Banyak sekali para teroris yang tertangkap pihak penegak hukum dan menurut data informasi yang beredar pada media rata-rata bahkan hampir semua berkedok agama. Mereka menjelma sebagai orang yang agamis dengan membawa tas atau bingkisan yang isinya alat peledak semacam bom dan lainnya.

Ia berharap para teroris-teroris tersebut mampu terbasmi hingga ke akar-akar nya. Hal ini sangat meresahkan tak hanya bagi dirinya, juga pasti masyarakat umum lain. Termasuk perlakuan polisi yang mengira dirinya seorang teroris, hal itu sangat membuatnya resah.

Mengingat parasnya yang polos, ceria, dan memancarkan wajah cerah, hanya dikarenakan mengenakan peci sebagai ciri khas seorang santri dan membawa tas saku kecil, apa iya langsung di cap sebagai teroris.
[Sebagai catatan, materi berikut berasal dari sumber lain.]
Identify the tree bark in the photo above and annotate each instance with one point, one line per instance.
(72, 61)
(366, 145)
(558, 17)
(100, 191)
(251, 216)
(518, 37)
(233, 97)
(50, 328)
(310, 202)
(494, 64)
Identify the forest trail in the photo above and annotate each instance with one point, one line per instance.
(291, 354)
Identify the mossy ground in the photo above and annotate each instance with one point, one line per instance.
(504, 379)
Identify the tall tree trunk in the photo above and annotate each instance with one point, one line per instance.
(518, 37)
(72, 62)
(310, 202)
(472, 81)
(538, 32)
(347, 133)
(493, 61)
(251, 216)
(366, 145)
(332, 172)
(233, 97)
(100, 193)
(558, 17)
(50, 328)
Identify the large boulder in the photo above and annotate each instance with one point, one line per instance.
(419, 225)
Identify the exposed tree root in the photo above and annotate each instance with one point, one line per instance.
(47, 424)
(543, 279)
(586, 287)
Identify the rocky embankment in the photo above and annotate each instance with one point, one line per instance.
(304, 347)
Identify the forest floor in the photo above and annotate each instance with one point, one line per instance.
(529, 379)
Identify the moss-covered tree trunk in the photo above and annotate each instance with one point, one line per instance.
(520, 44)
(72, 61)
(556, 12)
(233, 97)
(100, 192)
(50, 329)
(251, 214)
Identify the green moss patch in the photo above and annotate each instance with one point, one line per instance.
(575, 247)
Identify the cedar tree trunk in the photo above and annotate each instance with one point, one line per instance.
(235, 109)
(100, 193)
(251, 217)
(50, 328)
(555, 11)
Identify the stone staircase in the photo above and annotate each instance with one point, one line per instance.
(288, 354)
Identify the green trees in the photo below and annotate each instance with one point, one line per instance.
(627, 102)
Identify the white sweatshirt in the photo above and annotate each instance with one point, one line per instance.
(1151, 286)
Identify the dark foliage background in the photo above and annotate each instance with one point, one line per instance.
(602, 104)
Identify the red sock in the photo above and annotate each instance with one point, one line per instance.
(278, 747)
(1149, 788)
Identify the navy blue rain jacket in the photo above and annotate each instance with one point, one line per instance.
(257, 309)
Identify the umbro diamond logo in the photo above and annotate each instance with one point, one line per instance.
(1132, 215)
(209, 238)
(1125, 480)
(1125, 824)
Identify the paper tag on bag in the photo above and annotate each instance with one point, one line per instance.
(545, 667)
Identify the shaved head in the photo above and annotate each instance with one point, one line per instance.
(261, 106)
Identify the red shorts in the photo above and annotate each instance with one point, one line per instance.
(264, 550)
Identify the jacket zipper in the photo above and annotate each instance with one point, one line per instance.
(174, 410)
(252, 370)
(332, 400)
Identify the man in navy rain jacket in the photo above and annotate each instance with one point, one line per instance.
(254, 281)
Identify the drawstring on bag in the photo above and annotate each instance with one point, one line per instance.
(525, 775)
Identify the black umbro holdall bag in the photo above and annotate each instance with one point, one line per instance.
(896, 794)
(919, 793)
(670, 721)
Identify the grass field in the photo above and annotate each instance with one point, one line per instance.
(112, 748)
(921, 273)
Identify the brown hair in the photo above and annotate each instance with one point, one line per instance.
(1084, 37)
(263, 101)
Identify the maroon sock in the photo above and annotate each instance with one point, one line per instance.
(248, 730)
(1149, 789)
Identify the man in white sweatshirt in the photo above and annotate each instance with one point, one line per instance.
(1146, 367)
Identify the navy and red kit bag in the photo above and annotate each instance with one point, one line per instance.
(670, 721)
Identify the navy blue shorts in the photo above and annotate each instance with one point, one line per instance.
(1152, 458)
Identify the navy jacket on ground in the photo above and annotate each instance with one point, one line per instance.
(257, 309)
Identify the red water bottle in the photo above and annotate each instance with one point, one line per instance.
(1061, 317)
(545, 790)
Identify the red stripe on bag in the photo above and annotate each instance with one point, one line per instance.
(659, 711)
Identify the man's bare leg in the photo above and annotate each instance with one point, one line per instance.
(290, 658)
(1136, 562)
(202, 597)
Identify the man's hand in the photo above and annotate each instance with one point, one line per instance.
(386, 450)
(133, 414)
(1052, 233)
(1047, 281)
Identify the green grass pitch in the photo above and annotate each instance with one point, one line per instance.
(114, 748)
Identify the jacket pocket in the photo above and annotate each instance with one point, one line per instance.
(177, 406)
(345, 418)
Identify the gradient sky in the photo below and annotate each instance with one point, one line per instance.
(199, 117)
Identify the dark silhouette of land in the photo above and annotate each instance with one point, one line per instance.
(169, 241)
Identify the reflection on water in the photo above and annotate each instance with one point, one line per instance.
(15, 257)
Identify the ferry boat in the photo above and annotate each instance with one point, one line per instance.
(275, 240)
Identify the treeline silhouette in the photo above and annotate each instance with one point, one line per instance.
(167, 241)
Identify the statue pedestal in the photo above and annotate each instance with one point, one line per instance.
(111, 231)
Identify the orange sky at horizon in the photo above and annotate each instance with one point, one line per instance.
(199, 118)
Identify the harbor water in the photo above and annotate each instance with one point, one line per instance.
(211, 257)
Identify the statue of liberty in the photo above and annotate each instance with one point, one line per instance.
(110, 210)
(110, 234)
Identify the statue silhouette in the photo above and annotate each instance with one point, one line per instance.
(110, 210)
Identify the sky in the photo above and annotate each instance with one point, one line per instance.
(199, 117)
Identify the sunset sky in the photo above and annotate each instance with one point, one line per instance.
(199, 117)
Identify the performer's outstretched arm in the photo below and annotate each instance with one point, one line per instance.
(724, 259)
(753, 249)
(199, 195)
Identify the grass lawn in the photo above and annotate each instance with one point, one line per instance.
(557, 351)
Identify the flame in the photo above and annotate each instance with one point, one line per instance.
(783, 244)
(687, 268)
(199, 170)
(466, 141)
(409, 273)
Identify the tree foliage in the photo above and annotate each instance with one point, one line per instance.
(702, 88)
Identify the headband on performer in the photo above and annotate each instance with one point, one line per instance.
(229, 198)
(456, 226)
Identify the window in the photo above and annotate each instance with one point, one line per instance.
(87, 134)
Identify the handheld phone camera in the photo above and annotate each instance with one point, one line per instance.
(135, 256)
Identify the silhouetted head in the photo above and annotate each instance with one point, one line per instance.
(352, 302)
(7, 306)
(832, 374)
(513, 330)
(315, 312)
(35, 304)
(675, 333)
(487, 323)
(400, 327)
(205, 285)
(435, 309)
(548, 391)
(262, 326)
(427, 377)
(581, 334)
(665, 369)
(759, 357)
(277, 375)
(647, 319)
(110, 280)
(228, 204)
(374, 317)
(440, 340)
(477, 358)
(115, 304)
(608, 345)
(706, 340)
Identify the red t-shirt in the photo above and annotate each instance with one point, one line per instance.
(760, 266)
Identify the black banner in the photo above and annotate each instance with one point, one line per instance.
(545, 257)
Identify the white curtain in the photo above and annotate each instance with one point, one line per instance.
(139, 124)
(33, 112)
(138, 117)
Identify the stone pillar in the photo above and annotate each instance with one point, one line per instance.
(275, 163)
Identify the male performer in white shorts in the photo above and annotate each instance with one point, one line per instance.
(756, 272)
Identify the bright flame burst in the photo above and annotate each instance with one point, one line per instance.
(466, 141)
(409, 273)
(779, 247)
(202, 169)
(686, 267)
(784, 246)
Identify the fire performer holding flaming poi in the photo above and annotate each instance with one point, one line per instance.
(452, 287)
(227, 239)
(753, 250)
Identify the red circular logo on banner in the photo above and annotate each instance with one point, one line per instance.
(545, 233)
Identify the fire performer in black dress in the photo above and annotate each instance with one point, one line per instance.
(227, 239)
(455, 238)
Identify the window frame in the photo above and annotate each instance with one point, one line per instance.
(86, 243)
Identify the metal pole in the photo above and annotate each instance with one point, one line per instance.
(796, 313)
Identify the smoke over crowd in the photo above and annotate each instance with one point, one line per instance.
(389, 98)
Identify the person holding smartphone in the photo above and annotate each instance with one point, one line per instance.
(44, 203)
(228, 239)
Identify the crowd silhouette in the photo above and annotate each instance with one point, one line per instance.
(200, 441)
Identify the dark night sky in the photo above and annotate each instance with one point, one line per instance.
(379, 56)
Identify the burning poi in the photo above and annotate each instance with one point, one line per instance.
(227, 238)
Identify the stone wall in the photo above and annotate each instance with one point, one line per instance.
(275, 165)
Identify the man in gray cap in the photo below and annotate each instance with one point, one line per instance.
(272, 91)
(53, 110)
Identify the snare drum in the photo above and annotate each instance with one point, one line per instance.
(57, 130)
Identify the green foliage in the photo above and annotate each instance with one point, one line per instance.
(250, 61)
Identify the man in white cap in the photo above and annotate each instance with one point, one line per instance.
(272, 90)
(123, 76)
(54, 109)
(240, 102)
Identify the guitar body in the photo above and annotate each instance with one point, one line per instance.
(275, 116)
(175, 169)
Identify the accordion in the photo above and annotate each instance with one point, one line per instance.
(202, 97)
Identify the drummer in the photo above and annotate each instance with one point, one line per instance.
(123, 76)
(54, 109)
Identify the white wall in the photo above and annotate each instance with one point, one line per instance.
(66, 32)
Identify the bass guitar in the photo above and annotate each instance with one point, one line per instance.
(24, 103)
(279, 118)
Hal itu sangat lucu, ini polisi kurang ngopi kali ya.

Memang polisi adalah pihak yang memiliki kewajiban untuk pengamanan, namun tidak seperti itu pula, sampai-sampai santri yang berwajah tampan dan ceria serta murah senyum di sangka teroris apalagi santrinya masih muda dan masih berstatus sekolah.